Example of file rule levels in use
For example, consider some IT professionals in a department that runs many servers. They decide they want their servers to run only software signed by the providers of their software and drivers, that is, the companies that provide their hardware, operating system, antivirus, and other important software. They know that their servers also run an internally written application that is unsigned but is rarely updated. They want to allow this application to run.
To create the code integrity policy, they build a reference server on their standard hardware, and install all of the software that their servers are known to run. Then they run New-CIPolicy with -Level Publisher (to allow software from their software providers, the "Publishers") and -Fallback Hash (to allow the internal, unsigned application). They enable the policy in auditing mode and gather information about any necessary software that was not included on the reference server. They merge code integrity policies into the original policy to allow that additional software to run. Then they enable the code integrity policy in enforced mode for their servers.

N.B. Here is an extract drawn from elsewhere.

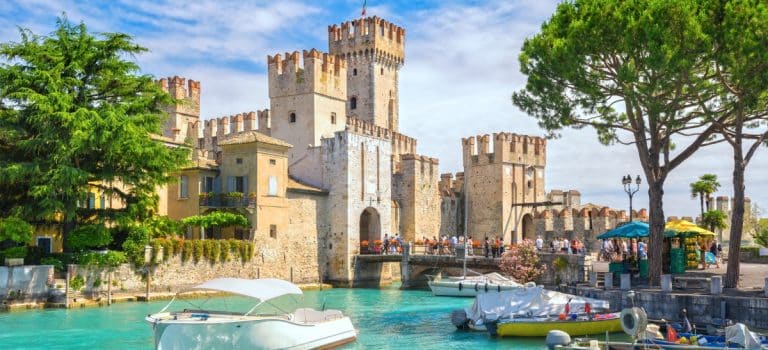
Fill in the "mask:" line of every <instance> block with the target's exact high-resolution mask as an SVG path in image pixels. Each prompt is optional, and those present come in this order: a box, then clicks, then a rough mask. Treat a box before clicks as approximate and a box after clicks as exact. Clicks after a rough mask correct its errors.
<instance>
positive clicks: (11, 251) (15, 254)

As part of normal operations, they will eventually install software updates, or perhaps add software from the same software providers. Because the "Publisher" remains the same on those updates and software, they will not need to update their code integrity policy. If they come to a time when the internally-written, unsigned application must be updated, they must also update the code integrity policy so that the hash in the policy matches the hash of the updated internal application.
They could also choose to create a catalog that captures information about the unsigned internal application, then sign and distribute the catalog. Then the internal application could be handled by code integrity policies in the same way as any other signed application. An update to the internal application would only require that the catalog be regenerated, signed, and distributed (no restarts would be required).